The mystery of stock market behavior
In June, I talked about the possible reasons for the stock market’s crazy upswing over the course of the coronavirus pandemic. I highlighted the influence of a few mighty companies on market behavior, the effects of cheap money being pumped into the system by central banks (the U.S. Federal Reserve in particular) and the circumstance that markets are forward-looking. While these continue to be valid factors, it has become increasingly clear that they alone cannot conclusively justify the enormity of divergence between stock market performance and economic fundamentals.

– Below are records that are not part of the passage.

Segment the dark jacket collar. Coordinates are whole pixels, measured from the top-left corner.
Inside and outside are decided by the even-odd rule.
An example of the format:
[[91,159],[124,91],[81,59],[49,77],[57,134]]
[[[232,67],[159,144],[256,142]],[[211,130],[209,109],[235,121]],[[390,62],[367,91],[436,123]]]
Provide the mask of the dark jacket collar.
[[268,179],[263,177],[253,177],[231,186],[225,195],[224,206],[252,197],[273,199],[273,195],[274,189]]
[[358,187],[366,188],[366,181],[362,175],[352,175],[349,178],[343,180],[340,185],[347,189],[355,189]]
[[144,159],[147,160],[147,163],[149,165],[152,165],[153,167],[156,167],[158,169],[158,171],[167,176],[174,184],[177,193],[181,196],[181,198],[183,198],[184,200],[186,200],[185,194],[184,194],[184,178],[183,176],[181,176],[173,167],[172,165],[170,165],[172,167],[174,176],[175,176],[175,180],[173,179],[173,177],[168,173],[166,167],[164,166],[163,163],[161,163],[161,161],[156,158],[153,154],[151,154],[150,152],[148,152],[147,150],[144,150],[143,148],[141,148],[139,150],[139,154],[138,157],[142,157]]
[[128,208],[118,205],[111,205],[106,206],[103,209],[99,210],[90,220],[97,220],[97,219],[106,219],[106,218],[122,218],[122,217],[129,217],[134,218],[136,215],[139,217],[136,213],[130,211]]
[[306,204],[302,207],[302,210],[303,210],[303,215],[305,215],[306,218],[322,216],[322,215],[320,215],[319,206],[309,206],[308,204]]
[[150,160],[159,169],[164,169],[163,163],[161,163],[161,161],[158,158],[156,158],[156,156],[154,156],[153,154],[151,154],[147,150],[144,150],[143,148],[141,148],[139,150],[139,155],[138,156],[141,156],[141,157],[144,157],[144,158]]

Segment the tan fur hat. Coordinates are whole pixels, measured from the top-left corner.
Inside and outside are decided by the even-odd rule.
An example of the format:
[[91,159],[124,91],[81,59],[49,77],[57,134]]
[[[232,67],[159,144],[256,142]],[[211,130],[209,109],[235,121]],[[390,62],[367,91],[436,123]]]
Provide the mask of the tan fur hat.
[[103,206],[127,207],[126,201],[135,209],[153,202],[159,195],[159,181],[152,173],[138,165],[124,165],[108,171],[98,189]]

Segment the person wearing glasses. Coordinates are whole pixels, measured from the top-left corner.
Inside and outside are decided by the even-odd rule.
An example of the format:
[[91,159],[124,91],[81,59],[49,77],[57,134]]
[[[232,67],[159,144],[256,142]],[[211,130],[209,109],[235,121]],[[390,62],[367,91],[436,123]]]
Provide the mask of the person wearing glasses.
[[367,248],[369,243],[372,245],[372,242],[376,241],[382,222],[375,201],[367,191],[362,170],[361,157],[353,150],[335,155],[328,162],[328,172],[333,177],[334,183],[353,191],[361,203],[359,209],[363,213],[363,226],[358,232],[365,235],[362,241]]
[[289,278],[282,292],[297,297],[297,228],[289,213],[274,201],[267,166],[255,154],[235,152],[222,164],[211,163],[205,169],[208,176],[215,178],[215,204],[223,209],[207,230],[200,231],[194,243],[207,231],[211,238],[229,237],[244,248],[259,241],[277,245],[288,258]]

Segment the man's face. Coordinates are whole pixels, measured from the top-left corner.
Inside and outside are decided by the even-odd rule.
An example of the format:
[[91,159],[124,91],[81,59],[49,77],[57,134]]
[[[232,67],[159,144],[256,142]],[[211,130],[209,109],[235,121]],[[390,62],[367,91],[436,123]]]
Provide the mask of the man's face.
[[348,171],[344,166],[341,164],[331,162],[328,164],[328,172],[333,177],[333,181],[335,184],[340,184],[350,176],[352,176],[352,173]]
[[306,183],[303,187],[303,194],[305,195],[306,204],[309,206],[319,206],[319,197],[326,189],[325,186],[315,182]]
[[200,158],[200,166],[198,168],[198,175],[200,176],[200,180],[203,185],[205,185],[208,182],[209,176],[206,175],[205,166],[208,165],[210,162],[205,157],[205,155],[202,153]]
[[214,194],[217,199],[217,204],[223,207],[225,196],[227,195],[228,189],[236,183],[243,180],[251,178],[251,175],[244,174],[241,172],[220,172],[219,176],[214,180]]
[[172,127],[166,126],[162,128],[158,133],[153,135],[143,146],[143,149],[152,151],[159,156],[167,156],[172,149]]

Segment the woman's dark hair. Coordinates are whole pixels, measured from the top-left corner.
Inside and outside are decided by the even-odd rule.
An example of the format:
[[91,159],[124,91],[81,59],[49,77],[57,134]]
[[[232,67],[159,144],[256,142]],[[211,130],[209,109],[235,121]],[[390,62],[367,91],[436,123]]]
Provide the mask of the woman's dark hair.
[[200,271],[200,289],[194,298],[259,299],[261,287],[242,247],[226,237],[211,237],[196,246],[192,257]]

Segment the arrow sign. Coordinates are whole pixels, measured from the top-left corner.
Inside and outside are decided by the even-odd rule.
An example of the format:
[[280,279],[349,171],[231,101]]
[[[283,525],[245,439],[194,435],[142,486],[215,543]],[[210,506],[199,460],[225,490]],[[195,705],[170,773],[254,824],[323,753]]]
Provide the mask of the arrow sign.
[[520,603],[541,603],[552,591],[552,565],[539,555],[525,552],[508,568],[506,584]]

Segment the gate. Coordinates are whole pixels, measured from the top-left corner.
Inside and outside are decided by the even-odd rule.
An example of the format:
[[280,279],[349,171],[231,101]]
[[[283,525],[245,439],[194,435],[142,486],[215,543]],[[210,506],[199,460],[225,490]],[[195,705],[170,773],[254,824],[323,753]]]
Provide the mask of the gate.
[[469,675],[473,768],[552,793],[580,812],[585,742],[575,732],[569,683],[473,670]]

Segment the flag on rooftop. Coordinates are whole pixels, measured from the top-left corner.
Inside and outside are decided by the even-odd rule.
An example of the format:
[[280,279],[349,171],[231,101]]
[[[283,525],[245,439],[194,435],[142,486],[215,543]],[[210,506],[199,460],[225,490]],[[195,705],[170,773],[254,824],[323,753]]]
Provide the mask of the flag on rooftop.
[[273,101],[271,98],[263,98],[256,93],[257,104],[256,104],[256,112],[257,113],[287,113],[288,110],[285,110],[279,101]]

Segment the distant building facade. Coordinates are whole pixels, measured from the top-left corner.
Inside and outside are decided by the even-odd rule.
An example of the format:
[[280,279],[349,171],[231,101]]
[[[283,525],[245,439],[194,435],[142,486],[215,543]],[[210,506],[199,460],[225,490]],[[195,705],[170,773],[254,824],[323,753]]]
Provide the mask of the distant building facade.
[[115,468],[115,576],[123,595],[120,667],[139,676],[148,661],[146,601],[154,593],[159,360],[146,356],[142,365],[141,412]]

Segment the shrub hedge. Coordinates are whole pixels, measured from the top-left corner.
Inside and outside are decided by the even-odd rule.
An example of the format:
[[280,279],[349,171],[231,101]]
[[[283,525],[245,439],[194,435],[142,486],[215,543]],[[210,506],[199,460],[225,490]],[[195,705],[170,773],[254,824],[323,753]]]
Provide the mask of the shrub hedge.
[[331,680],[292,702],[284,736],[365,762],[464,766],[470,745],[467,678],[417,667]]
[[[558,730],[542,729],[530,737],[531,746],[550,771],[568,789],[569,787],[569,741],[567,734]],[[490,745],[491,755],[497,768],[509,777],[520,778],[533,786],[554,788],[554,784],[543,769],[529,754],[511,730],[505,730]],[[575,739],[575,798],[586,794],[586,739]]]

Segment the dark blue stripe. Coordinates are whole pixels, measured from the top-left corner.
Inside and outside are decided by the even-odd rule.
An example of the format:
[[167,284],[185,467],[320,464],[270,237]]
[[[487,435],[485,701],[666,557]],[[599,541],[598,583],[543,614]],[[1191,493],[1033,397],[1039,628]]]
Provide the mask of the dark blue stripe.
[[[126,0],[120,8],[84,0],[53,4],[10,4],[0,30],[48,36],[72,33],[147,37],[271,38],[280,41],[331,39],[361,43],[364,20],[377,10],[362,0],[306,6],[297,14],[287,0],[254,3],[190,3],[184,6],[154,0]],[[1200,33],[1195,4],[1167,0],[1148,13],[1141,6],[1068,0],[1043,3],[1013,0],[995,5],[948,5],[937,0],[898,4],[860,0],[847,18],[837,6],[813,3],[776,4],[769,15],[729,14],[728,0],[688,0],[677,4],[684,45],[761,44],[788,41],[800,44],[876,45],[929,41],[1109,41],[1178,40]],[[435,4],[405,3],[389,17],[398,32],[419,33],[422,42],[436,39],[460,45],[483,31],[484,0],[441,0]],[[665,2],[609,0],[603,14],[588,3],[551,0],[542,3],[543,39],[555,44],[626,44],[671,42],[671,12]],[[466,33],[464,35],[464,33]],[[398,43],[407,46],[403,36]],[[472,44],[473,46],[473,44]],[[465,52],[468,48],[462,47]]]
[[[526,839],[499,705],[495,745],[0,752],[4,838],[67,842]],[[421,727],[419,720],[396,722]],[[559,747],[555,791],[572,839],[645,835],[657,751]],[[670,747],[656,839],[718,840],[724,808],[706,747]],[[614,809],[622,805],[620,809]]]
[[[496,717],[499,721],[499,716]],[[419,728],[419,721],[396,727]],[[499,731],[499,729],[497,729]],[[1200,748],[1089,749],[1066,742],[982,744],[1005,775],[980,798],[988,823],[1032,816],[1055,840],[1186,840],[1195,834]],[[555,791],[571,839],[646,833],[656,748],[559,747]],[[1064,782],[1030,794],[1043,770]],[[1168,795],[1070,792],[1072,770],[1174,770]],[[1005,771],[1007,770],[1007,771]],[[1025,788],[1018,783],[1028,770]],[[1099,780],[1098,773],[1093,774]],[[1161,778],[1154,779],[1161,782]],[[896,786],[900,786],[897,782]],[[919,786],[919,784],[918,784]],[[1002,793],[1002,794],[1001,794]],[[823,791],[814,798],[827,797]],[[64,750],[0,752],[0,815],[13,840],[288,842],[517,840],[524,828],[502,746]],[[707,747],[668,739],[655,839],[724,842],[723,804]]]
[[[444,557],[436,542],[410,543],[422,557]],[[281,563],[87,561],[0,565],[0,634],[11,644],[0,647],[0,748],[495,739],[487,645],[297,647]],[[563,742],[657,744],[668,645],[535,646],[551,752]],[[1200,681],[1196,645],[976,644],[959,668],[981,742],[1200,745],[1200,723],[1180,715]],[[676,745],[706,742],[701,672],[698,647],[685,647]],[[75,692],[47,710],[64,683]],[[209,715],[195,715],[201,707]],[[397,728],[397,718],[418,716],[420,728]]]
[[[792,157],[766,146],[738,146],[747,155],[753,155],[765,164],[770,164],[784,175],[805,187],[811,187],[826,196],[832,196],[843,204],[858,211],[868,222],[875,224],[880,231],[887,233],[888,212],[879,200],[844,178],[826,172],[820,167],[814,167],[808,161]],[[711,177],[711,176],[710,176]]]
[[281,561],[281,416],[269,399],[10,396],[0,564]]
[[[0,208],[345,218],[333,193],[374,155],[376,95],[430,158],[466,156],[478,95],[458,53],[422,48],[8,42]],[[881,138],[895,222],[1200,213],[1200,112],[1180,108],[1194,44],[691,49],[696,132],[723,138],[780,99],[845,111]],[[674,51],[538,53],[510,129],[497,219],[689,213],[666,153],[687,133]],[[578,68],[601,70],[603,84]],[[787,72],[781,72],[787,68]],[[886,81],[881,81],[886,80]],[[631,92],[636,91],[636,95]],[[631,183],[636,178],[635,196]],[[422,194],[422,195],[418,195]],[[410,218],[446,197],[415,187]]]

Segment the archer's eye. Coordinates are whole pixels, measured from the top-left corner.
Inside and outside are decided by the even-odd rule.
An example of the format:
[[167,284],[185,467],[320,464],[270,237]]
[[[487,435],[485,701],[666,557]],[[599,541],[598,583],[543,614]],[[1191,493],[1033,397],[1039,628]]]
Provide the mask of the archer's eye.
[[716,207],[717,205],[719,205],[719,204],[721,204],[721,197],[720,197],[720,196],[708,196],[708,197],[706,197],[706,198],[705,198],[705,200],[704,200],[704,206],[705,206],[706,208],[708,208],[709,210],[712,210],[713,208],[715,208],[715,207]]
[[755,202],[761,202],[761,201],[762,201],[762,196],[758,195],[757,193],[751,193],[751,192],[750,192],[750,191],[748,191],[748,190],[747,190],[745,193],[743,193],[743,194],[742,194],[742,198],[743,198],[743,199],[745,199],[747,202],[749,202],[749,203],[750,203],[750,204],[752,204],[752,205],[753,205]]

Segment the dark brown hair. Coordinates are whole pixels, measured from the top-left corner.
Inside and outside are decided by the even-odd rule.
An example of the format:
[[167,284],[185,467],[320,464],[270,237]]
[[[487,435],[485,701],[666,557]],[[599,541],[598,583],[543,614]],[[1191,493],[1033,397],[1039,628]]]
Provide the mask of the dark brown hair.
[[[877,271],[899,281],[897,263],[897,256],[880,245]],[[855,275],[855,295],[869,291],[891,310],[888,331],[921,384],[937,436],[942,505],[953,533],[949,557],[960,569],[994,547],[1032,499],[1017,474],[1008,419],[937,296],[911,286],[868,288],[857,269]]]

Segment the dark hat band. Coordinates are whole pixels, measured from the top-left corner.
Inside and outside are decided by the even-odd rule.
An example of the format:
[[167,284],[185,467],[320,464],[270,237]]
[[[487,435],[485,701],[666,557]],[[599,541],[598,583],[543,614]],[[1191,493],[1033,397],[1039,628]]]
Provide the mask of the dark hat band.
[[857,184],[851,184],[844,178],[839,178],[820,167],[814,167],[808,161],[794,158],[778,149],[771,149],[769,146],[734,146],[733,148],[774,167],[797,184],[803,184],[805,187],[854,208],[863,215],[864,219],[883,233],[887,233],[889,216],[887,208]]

Enter crowd psychology. As the great economist Robert J. Shiller explains in his opinion piece on MarketWatch, stock-market movements are not directly driven by actual news, but by investors’ assessments of how other investors react to the news. Hence, there is an inherent lag in stock market responses to real-world events to begin with. Shiller goes on to name the unfamiliarity of the coronavirus event, the impact of and perception to virus-related news (genuine as well as nonsense) and fear of missing out, or FOMO, as factors that may explain the strange investment behavior we have seen in 2020 -among it the perplexing circumstance why investors would give shares their highest-ever valuations in the immediate aftermath of a global health tragedy.
What can we learn from this? Well, for one that price movements in the stock market do not really represent a logical response to actual events in that evasive thing we call reality. But perhaps more importantly, I consider this information to be yet another reminder of the fact that investing and gambling might not be so different from each other after all.